SalemNews.com, Salem, MA

February 3, 2010

Advocates launch rescue mission for Dunn Planetarium

By Ethan Forman

DANVERS — A plan to put out the lights at the Dunn Planetarium in June has gotten the attention of a bright star on the Boston astronomy scene.

Noreen Grice, operations coordinator for the Charles Hayden Planetarium at the Museum of Science, called Dunn "one of the nicest school planetariums I've ever seen."

School officials intend to shutter the planetarium in four months instead of waiting until 2011, as earlier planned. The space would be used for a temporary TV studio during a high school construction project that will eventually see the entire Dunn Wing — and the planetarium — razed.

"That's terrible," Grice wrote in an e-mail to Keelin Dawe, a parent leading the charge to rescue the planetarium. "... In the past decade, other Massachusetts school district planetariums have closed ... leaving Dunn Planetarium as a very important and much-needed facility."

Danvers' planetarium is well-equipped, thanks in part to a donation of used equipment from the one in Boston, and it has nice seats, she said.

"It's basically a little version of what you would see in a museum," Grice told The Salem News on Monday. "You walk into that room, and it's amazing."

School groups from all over visit the Dunn Planetarium, and it has a Friday night program for the public. Ralph Pass, Merrimack College's director of observatory and an adjunct astronomy professor, was there this week planning a visit for his astronomy class.

"At a time when we, as a society, are lighting the sky and reducing the beauty that is there, the only way we can continue to appreciate all that is in the sky is through planetariums," Pass said.

Pass usually takes his class to the Museum of Science's planetarium, but that has closed for renovations until 2011.

Dunn Director Paul Mailloux is disappointed about the theater-in-the-round's pending closure and demolition.

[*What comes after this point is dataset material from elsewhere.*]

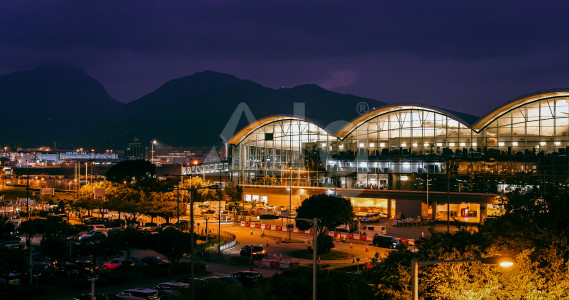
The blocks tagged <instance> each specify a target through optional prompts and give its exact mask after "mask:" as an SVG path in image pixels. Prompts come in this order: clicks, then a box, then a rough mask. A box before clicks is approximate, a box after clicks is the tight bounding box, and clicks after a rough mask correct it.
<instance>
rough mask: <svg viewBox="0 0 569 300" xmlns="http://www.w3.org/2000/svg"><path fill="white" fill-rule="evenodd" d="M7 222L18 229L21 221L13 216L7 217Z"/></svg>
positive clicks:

"It was supposed to be two years, and now it's five months," he said.

The so-called Dunn Link corridor, which houses the planetarium's dome, is slated to be torn down to make way for the nearly $80 million Danvers High renovation project.

As the project is phased, however, school officials must use this corridor and the adjacent Dunn Wing to house all the high school's programs. The classroom where the planetarium is will become the temporary home to the TV studio.

"In this day in our town, when an emphasis is finally being put on science, especially in our elementary education," Dawe wrote in a letter to The Salem News, "please don't take away a primary resource that can and does instill excitement, enthusiasm and dare I say even passion for all things related to space and the future of technology."

She called the planetarium a "community treasure" and urged groups to both visit it and find a way to save it. She suggests the planetarium be incorporated in the high school's new science wing.

"We are sad we are not able to continue with it," said Superintendent Lisa Dana, who called the planetarium a resource that the school district values. She has been brainstorming with school officials and Mailloux to see what could be done to save the equipment and find another location.

The planetarium's preservation would prove too expensive because commercial building codes for access and fire safety would be needed, similar to building a new theater.

State funding would not cover the planetarium.

"I'm considered a frill by the state," Mailloux said.

Mailloux said he requires a 900- to 1,300-square-foot classroom with a 20-foot-high ceiling to make the planetarium work. Much of the equipment can be moved, including the aluminum dome. It would cost between $35,000 and $50,000 to move and calibrate the star projector and dome.

Mailloux, a 63-year-old retired Danvers sixth-grade teacher, took over the planetarium in 1989 while he was still teaching. Under an agreement with the schools, he splits the proceeds of ticket and group sales and takes home $2,500 to $3,000 a year.

Mailloux hopes some school system will want to pick up a planetarium so students can enjoy it well into the future.

"It was fun, I had a good run, I hope I can keep it going," Mailloux said.